Quando

Me diz quando e
Onde?
Explica esse ardor no meio da boca?
Um gato preto, uma coruja de olhos amarelos
Na minha janela.
Uma vela acesa,
Um medo sem fim...
Passos lentos e novos
Renascer das cinzas e do  fogo...
Fogueira de uma noite apenas.
Anos,
Vezes, as vezes
Lamento na noite
Gemidos de prazer
Sol no céu,
Barulho
Passado
Azedume
Bem que sabia que a fruta
Azeda!
Que seja,
Por nunca mais
Por sempre
Desfaz o agora?

Amanhã

Amanhã teremos tempo, bons amigos,
Boa comida, bons amores e paz.
Amanhã seremos livres de nossos medos,
Das travas morais, dos olhares de reprovação.
Amanhã os dias serão de clima ameno,
Nem quentes, nem gelados, a chuva cairá na hora certa
E o sol não nos causará câncer.
Amanhã os gatos todos serão pardos, o amor, ali de cima,
Livre e nossos corpos beberão de outros com profundidade
E calma.
Amanhã não teremos propriedade privada, nem coletiva,
Viveremos sem propriedade e a medida de tudo será a
Afetividade.
Amanhã crianças crescerão sem escolas,
Mulheres andarão de madrugada nuas pelas ruas,
Homens estarão em um trabalho reconhecido.

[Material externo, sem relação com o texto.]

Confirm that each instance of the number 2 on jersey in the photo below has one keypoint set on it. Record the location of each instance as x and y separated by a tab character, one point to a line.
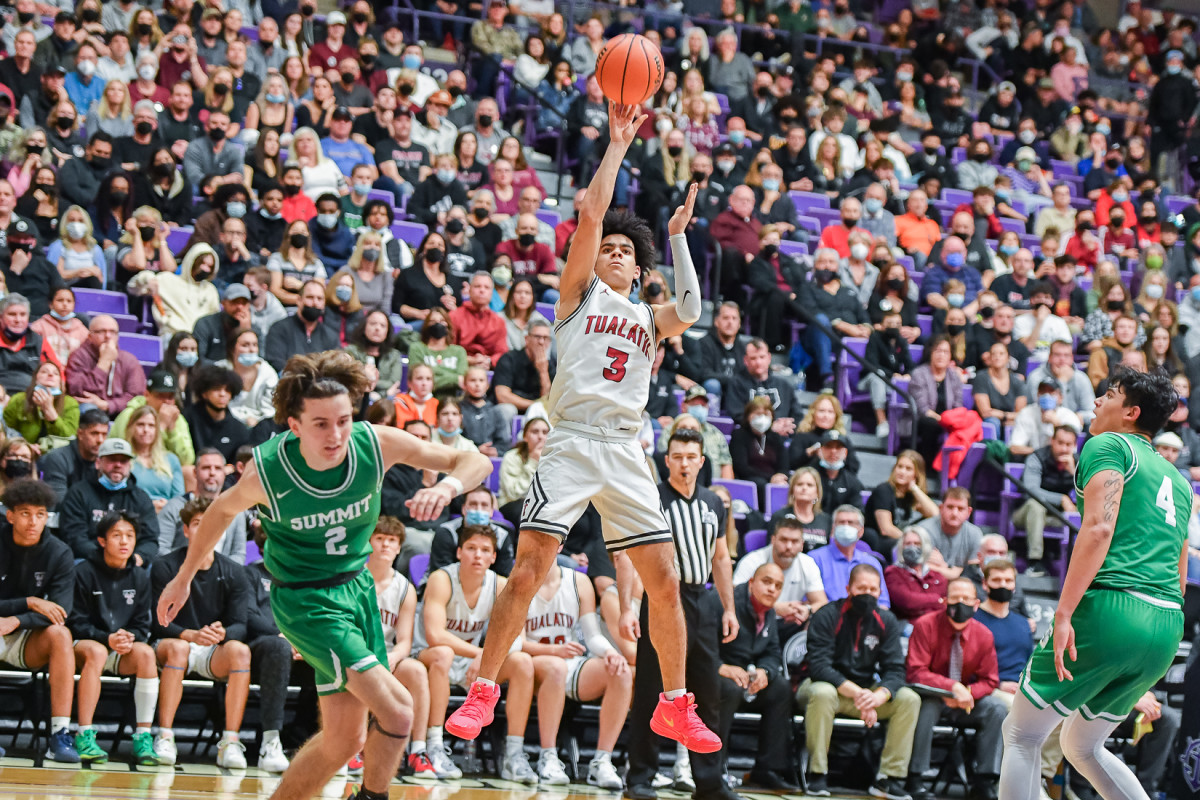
616	371
1165	501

O futuro como tempo real está preso,
O que nos tem em tempo concreto são
Os mesmos passos do sempre.
E os olhos das gentes estão baixos e cegos.

E por isso, amanhã, o dia nascerá pequeno, triste e
Encabulado de nascer.
O Amanhã gestado em gestos diários,
É abortado e vomitado dos corpos doentes,
E as mãos continuam tateando no escuro e cavando
Cavando Cavando Cavando...
E aqui e ali acham:
Peças do mosaico da vida.

Mira A. Diniz

Gatos Pretos

Tive o azar se experimentar o mundo pelo meio uma vez há tempos atrás. Desde aí, é essa vontade louca de estar em todos os lugares e corpos, não criando relações subjetivamente pobres, mas sentido metade do mundo por dentro e outra metade por fora. E me fundir a tudo que se move e é belo, a tudo que não se move e é belo, a tudo que se move e tem vícios e diversas outras combinações que me cabem bem. Com bom tamanho! Ou até que não me cabem  e me tiram as certezas. Não consigo... Simplesmente não consigo dizer com palavras ou gestos ou maneiras suficientes como quero, ou mesmo dizer do desejo de me desfazer em meio a tudo, não numa tentativa de satisfazer meu ego, mas numa tentativa de existir sendo só uma sensação, não sensação que paira na superficie da mediocridade, mas aquela que perfaz todos os espaços e nos enche de qualquer coisa doida, lasciva, sublime, colorida, obcena, sensual, trágica e que explode em tanto que não se pode mais respirar e é quando se respira melhor. Vivo nessa quase nuvem que faço questão de criar ao redor da minha existência e por vezes me pareço com uma criança ingênua cheia de sonhos bobos e até reprováveis, mas não importa muito. O que posso dizer da vida e com a boca cheia é que sou grata, sei que passei por dias terriveis, mas sei também que outras pessoas passaram por dias mais terriveis talvez e sei que tem pessoas que não tem essa percepção da vida de que ela é ou pode ser indescritivelmente indescritivel. Tudo bem. E como ia dizem, sou grata. Encontrei pessoas belas em cada lugar por onde estive, talvez tenha sabido olhar ou trazido elas até mim pela minha ansia. Belas não porque são perfeitas, ou porque eu tenha sido capaz de amá-las sempre, sem reservas e medos ou mesmo que eu tenha conseguido amá-las. Mas belas porque criam lugares ao redor, porque se movimentam no mundo da melhor maneira possível e porque acima de tudo são o que são, mesmo que não sejam o que podem ser ou o que moralmente e humanamente devem ser. Simples sem juízos porque são o que são! Então, amigos, estranhos, amores, amor, você, o meu sincero e mais Sincero possivel obrigada! Desde os desconfortos aos maiores prazeres OBRIGADA.